There are several new and use guides and documents on how to deal with live, hooked birds. Some of these are aimed at specific fisheries or specific regions.
- The Western Pacific Regional Fishery Management Council has produced guidelines to handling hooked seabirds.
- NOAA Fisheries also has a short document, and US government regulations give some good advice on how to handle hooked birds (see parts b and c).
- BirdLife South Africa has a nice poster showing how to handle and remove the hooks.
- Bird Rescue has two useful posters for removing hooks, one version in English and one in Spanish (Español) (Liberación Segura y Prevención de la Captura de Aves Marinas).
- Southern Seabird Solutions has a set of complementary documents, oriented towards recreational fishermen. The principles can still apply to all hooked seabirds. These documents are Safe Seabird Release, Always Be Prepared - Keep Your Seabird Release Kit On-board, and Handling a Seabird with a Long Reach.
- ACAP also has its own documents. Starting on page 92 of the Seabird Bycatch Identification Guide is a section on Hook Removal from Seabirds, with simple diagrams and text. This same information is also available in a poster format or in A4 paper format.
In general, all of these documents recommend that the fisherman have proper equipment on hand, and follow these procedures.
- Equipment to maintain in your hook-removal kit: Net (to be used to gently bring the bird on board), Towel or other cloth (to restrain the bird), Gloves, Knife and wire or bolt cutters (to cut the hook shank), Box or bin with openings (where the bird can be kept for a brief period of recovery after hook removal).

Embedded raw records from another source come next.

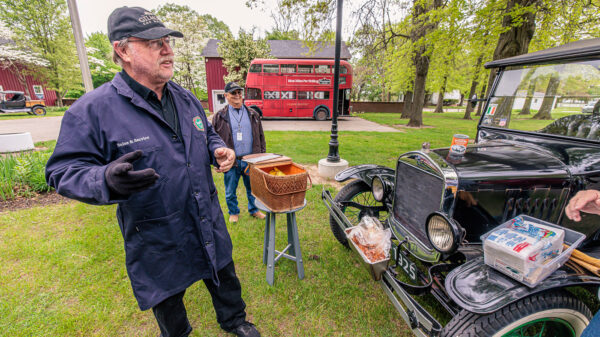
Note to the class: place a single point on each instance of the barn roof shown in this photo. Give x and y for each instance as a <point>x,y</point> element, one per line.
<point>289,49</point>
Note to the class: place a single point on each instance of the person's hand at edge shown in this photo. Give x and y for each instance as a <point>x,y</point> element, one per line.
<point>225,158</point>
<point>587,201</point>
<point>121,179</point>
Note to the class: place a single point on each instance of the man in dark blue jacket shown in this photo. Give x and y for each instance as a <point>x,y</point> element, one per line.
<point>144,142</point>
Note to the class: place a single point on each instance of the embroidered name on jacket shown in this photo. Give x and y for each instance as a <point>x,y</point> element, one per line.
<point>132,141</point>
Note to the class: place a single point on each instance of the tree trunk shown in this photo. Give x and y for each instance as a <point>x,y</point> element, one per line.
<point>515,40</point>
<point>527,104</point>
<point>422,25</point>
<point>474,84</point>
<point>548,102</point>
<point>407,109</point>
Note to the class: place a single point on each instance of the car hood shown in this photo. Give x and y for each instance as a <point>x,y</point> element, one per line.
<point>508,163</point>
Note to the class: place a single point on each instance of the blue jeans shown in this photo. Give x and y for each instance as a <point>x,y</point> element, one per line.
<point>232,178</point>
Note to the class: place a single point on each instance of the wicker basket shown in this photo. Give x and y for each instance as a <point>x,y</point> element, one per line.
<point>280,193</point>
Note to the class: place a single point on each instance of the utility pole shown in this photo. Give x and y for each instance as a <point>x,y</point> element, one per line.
<point>77,33</point>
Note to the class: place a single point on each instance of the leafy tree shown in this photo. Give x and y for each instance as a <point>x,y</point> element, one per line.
<point>189,64</point>
<point>44,27</point>
<point>99,52</point>
<point>217,28</point>
<point>238,53</point>
<point>17,60</point>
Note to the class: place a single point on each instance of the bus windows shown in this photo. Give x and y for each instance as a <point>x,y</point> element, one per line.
<point>321,94</point>
<point>288,95</point>
<point>322,69</point>
<point>271,94</point>
<point>255,68</point>
<point>271,68</point>
<point>288,68</point>
<point>253,93</point>
<point>305,95</point>
<point>305,69</point>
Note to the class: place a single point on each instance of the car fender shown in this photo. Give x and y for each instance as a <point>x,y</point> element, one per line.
<point>366,173</point>
<point>494,290</point>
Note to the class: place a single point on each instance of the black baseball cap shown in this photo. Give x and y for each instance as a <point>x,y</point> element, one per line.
<point>137,22</point>
<point>232,86</point>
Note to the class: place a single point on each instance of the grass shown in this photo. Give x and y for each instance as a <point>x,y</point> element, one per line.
<point>50,112</point>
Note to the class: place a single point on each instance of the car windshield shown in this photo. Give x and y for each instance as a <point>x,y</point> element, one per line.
<point>558,99</point>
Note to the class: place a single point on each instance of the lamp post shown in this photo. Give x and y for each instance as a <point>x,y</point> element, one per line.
<point>77,33</point>
<point>330,166</point>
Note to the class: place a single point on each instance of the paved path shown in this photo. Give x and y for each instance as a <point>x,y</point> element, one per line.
<point>47,128</point>
<point>43,128</point>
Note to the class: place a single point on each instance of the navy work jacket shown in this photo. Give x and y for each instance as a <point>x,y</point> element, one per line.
<point>174,232</point>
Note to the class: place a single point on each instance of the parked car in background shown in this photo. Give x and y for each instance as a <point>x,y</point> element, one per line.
<point>17,101</point>
<point>589,107</point>
<point>438,204</point>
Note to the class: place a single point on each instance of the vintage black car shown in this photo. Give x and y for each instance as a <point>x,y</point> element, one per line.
<point>17,101</point>
<point>438,204</point>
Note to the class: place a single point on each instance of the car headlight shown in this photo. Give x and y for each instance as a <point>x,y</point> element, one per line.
<point>378,189</point>
<point>443,234</point>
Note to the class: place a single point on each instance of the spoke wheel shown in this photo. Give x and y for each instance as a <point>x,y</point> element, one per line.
<point>550,314</point>
<point>359,194</point>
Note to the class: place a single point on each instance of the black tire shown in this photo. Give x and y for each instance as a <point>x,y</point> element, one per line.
<point>555,312</point>
<point>321,115</point>
<point>38,110</point>
<point>359,192</point>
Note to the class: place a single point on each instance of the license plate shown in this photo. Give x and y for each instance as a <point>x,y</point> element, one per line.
<point>409,267</point>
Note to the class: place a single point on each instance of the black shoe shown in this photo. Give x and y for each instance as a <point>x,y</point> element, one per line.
<point>246,329</point>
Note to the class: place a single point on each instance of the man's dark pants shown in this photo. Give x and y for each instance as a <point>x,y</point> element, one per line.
<point>227,300</point>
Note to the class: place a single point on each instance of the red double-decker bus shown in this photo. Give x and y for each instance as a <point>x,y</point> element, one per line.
<point>297,88</point>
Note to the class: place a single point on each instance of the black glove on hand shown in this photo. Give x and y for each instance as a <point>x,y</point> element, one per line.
<point>122,180</point>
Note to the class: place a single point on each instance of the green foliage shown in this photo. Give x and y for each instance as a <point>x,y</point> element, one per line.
<point>189,64</point>
<point>43,26</point>
<point>217,28</point>
<point>99,51</point>
<point>238,52</point>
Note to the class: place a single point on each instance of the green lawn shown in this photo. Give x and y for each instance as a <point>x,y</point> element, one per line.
<point>62,266</point>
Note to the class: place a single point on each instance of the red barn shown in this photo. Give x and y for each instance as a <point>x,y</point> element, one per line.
<point>281,49</point>
<point>37,89</point>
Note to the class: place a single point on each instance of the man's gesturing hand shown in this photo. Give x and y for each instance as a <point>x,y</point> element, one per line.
<point>587,201</point>
<point>122,180</point>
<point>225,158</point>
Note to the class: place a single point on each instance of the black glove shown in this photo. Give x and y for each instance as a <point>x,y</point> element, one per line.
<point>122,180</point>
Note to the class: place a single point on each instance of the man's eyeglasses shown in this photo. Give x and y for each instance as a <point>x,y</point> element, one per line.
<point>157,44</point>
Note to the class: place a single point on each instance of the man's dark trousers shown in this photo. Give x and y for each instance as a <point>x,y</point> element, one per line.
<point>227,301</point>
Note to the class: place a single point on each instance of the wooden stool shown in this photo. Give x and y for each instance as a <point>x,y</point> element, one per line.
<point>293,246</point>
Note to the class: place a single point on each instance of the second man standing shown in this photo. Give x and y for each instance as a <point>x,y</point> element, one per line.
<point>240,127</point>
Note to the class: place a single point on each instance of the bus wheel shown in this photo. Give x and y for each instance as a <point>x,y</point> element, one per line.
<point>321,115</point>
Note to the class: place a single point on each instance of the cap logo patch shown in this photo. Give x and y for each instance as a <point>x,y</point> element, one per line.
<point>198,123</point>
<point>148,18</point>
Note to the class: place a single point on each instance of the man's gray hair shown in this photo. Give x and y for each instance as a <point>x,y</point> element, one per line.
<point>116,58</point>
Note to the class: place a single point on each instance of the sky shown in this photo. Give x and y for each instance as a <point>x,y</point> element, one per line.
<point>94,13</point>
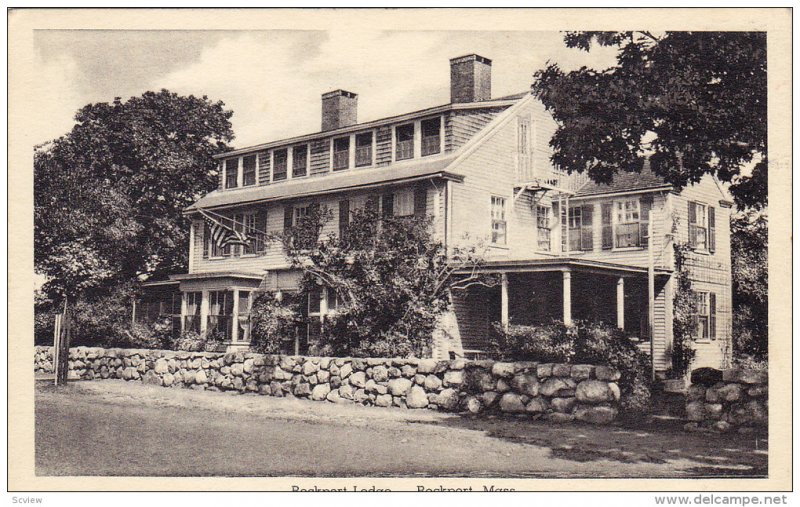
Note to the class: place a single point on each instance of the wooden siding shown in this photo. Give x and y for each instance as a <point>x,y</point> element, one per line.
<point>320,162</point>
<point>383,146</point>
<point>264,167</point>
<point>709,272</point>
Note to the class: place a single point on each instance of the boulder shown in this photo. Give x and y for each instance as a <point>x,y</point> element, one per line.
<point>427,366</point>
<point>595,414</point>
<point>706,376</point>
<point>399,386</point>
<point>503,370</point>
<point>358,379</point>
<point>453,378</point>
<point>448,399</point>
<point>595,391</point>
<point>537,405</point>
<point>417,398</point>
<point>525,383</point>
<point>380,374</point>
<point>512,403</point>
<point>563,405</point>
<point>320,392</point>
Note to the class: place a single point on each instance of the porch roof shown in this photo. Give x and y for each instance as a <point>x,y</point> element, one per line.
<point>566,264</point>
<point>347,180</point>
<point>216,274</point>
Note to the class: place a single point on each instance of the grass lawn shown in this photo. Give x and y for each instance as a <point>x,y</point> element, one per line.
<point>113,427</point>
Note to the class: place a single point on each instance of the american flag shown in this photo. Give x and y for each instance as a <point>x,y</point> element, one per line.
<point>223,235</point>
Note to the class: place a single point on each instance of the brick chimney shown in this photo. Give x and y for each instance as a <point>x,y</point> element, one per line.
<point>338,109</point>
<point>470,79</point>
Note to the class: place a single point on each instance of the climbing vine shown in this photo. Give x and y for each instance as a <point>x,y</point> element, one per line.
<point>683,306</point>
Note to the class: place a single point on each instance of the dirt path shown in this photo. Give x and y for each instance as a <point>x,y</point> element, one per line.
<point>114,427</point>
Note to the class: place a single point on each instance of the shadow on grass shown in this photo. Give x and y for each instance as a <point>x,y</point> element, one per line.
<point>655,441</point>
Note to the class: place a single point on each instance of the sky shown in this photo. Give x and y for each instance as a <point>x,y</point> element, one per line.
<point>273,79</point>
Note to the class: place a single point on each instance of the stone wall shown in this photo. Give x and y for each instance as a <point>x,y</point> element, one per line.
<point>556,392</point>
<point>732,399</point>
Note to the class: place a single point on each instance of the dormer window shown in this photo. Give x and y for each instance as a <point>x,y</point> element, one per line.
<point>232,173</point>
<point>341,153</point>
<point>431,136</point>
<point>299,161</point>
<point>364,149</point>
<point>279,164</point>
<point>404,142</point>
<point>249,170</point>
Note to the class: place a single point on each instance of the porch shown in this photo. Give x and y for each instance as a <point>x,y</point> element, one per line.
<point>565,290</point>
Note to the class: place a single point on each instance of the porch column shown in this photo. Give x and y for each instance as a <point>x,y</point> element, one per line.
<point>204,313</point>
<point>567,296</point>
<point>621,303</point>
<point>235,317</point>
<point>504,300</point>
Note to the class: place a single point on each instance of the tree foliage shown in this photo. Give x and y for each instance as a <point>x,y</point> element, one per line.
<point>750,283</point>
<point>391,277</point>
<point>108,195</point>
<point>695,102</point>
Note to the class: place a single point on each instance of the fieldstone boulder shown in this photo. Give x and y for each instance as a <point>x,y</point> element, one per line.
<point>512,403</point>
<point>706,376</point>
<point>595,414</point>
<point>320,392</point>
<point>399,386</point>
<point>417,398</point>
<point>448,399</point>
<point>358,379</point>
<point>503,370</point>
<point>525,383</point>
<point>594,391</point>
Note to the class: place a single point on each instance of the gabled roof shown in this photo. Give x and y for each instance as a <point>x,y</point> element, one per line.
<point>625,181</point>
<point>350,180</point>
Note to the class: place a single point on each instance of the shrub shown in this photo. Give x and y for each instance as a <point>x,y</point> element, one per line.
<point>273,321</point>
<point>583,343</point>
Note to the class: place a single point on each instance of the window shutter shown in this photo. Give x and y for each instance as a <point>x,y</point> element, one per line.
<point>344,216</point>
<point>712,230</point>
<point>261,231</point>
<point>288,211</point>
<point>587,230</point>
<point>712,315</point>
<point>205,239</point>
<point>420,201</point>
<point>388,205</point>
<point>692,220</point>
<point>645,205</point>
<point>606,209</point>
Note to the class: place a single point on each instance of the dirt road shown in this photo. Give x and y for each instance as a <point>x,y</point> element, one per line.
<point>114,427</point>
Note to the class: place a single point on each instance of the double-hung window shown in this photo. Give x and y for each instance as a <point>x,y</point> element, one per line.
<point>404,142</point>
<point>543,220</point>
<point>232,173</point>
<point>498,220</point>
<point>364,149</point>
<point>341,153</point>
<point>627,230</point>
<point>431,136</point>
<point>299,161</point>
<point>248,170</point>
<point>279,164</point>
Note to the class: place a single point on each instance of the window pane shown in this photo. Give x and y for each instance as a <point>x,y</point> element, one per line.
<point>299,161</point>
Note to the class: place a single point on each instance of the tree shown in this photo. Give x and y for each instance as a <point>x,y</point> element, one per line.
<point>109,195</point>
<point>391,279</point>
<point>695,102</point>
<point>750,283</point>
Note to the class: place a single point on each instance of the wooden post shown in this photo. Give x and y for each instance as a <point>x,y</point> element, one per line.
<point>621,303</point>
<point>651,295</point>
<point>567,296</point>
<point>61,347</point>
<point>504,300</point>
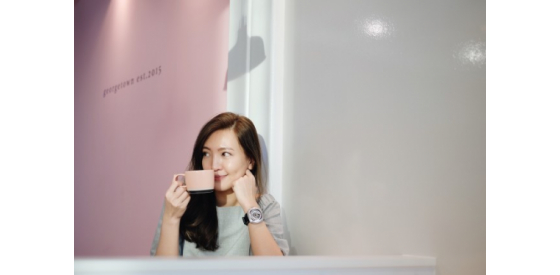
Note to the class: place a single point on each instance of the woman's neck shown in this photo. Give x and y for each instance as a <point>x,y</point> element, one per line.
<point>226,198</point>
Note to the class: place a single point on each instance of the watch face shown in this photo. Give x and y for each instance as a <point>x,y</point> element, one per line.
<point>255,215</point>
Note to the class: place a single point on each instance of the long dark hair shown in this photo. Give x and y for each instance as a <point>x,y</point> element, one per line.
<point>199,224</point>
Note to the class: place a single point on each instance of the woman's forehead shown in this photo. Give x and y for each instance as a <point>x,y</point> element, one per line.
<point>222,139</point>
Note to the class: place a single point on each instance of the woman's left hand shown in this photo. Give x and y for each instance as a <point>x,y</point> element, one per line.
<point>245,189</point>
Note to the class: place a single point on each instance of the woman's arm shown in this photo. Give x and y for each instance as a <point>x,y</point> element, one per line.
<point>262,241</point>
<point>176,200</point>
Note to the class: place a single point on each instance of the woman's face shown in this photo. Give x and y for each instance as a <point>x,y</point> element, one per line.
<point>223,154</point>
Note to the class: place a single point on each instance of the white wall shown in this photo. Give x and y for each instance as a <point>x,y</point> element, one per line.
<point>384,129</point>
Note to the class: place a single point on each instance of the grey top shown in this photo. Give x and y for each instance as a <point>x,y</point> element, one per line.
<point>233,235</point>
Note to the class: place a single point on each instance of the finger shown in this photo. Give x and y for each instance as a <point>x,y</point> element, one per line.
<point>175,182</point>
<point>185,198</point>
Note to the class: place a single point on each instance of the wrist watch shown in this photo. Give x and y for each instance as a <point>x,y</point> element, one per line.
<point>254,215</point>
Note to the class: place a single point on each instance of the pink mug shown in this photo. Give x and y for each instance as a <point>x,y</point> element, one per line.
<point>197,181</point>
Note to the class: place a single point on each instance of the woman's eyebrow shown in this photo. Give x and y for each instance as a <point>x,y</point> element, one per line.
<point>219,149</point>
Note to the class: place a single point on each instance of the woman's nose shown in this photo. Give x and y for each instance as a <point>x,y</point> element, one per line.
<point>216,163</point>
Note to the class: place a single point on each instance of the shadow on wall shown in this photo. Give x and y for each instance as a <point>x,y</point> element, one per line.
<point>237,56</point>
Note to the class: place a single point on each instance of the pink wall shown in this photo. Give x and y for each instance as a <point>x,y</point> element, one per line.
<point>130,141</point>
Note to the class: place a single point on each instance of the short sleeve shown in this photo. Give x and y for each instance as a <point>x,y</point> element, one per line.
<point>271,212</point>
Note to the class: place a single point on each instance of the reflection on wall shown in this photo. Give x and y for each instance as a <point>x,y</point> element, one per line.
<point>148,74</point>
<point>384,130</point>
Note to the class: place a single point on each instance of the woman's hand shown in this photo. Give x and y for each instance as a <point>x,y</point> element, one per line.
<point>176,200</point>
<point>245,189</point>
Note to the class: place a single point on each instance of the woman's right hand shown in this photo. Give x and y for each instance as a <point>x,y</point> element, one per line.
<point>176,200</point>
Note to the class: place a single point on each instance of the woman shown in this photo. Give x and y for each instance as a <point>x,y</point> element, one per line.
<point>227,221</point>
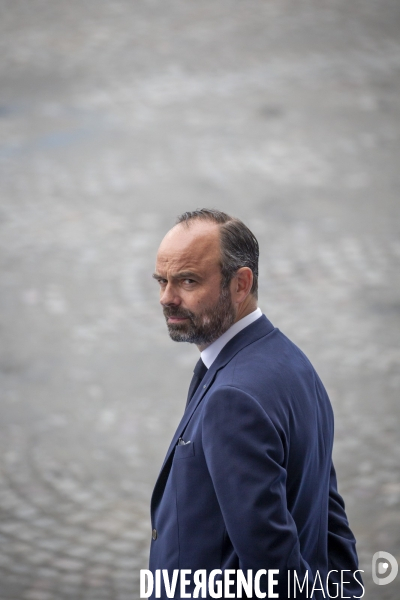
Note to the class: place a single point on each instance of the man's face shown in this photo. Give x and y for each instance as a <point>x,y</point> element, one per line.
<point>188,269</point>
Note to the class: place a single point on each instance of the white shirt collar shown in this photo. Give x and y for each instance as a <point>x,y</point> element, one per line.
<point>211,352</point>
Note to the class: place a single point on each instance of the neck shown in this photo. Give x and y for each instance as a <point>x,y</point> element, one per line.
<point>247,307</point>
<point>243,310</point>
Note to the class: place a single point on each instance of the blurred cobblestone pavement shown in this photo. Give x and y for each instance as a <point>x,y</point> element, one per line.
<point>115,117</point>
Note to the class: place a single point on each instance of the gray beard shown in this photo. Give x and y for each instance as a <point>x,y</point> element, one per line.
<point>206,326</point>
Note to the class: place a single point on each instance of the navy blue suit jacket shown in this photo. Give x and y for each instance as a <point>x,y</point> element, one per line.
<point>255,488</point>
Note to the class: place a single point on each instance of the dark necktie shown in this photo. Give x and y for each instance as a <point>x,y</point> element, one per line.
<point>198,373</point>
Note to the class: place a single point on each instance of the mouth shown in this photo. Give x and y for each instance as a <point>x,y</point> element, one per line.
<point>177,319</point>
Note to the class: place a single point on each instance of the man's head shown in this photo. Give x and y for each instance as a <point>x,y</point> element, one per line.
<point>207,268</point>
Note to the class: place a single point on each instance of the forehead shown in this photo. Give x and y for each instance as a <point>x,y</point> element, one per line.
<point>192,246</point>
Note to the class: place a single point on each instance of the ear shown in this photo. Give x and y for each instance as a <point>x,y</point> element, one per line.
<point>241,283</point>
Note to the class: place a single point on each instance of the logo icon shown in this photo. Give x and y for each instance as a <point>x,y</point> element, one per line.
<point>384,568</point>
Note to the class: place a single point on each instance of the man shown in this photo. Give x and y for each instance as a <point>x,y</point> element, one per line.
<point>248,481</point>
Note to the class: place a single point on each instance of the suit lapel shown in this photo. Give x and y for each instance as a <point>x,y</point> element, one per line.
<point>248,335</point>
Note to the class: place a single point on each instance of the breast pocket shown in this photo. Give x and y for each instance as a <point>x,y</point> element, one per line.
<point>184,450</point>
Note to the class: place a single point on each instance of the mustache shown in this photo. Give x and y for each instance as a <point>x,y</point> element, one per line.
<point>177,312</point>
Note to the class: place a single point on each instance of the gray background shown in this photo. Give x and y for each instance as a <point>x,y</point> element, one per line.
<point>116,116</point>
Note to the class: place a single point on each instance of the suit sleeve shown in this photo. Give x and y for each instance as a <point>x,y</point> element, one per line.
<point>341,542</point>
<point>244,455</point>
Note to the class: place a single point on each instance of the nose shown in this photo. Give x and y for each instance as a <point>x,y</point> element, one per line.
<point>169,296</point>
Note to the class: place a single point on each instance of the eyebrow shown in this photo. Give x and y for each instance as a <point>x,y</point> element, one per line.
<point>180,275</point>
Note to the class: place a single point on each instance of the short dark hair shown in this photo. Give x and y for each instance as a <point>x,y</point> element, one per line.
<point>239,246</point>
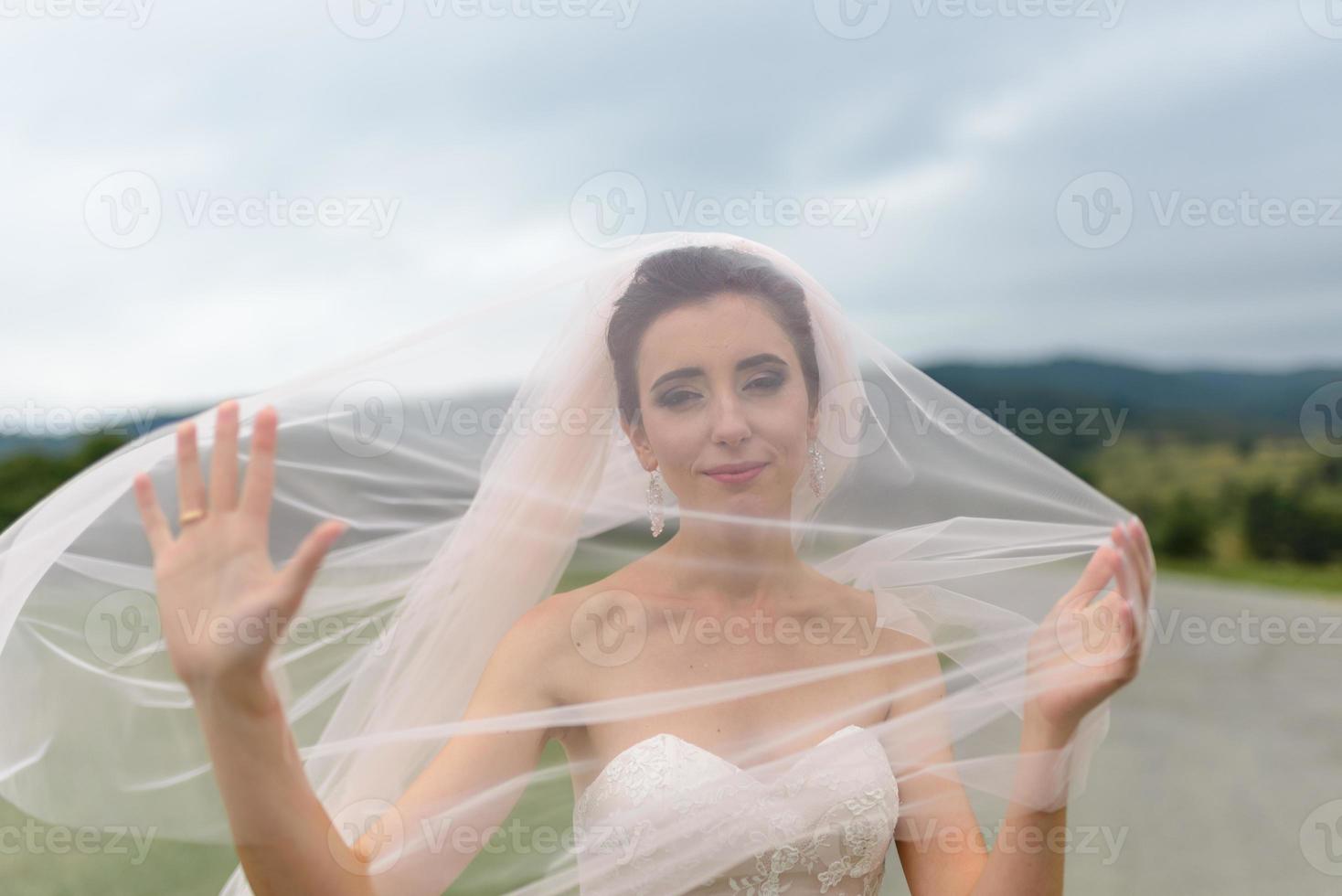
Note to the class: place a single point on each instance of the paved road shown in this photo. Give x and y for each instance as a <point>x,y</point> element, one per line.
<point>1220,752</point>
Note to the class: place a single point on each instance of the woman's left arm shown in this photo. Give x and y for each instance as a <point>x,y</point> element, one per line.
<point>1070,672</point>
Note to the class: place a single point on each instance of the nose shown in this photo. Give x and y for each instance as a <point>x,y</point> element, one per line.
<point>729,422</point>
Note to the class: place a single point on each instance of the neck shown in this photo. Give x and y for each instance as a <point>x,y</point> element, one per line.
<point>744,563</point>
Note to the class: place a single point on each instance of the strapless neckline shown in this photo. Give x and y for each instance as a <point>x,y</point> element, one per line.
<point>705,752</point>
<point>668,816</point>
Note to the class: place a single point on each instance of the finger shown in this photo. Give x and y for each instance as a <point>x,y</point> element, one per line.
<point>1146,556</point>
<point>1129,586</point>
<point>297,576</point>
<point>191,487</point>
<point>261,465</point>
<point>152,516</point>
<point>223,462</point>
<point>1092,579</point>
<point>1137,557</point>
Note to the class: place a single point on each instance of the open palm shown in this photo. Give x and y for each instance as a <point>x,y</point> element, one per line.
<point>221,603</point>
<point>1086,649</point>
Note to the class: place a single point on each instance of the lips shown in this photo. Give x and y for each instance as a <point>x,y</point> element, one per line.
<point>736,468</point>
<point>736,473</point>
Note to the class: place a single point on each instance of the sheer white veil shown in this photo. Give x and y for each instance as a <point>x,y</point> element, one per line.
<point>469,500</point>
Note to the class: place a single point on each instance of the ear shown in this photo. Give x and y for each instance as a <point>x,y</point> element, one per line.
<point>639,439</point>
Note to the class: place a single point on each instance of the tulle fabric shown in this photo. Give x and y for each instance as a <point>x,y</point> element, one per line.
<point>461,522</point>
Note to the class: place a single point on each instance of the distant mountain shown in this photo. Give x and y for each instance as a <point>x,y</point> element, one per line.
<point>1198,405</point>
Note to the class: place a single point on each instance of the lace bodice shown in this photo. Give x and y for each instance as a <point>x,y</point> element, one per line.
<point>656,816</point>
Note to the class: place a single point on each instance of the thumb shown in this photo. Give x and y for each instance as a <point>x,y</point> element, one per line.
<point>298,573</point>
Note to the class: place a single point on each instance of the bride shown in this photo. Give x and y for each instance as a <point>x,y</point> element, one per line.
<point>762,702</point>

- A pair of strong wire or bolt cutters that can cut through your hooks is an easy tool to carry aboard in the case you catch a seabird.
- Assess the condition of the bird and the position of the hook. If it is lightly hooked in the beak, wing, or foot, remove the hook by paring the barb with a set of strong bolt cutters. Then pull the hook out backwards.
- Remove any external hooks by cutting the line as close as possible to the hook, pushing the hook barb out point first, cutting off the hook barb using bolt cutters, and then removing the hook shank. Cut the fishing line as close as possible to ingested or inaccessible hooks.
- If the hook is deep and lodged in the throat, do not make an attempt to remove it. Just cut and remove as much gear as possible using a cutting tool.
- Follow release instructions as given above on this page.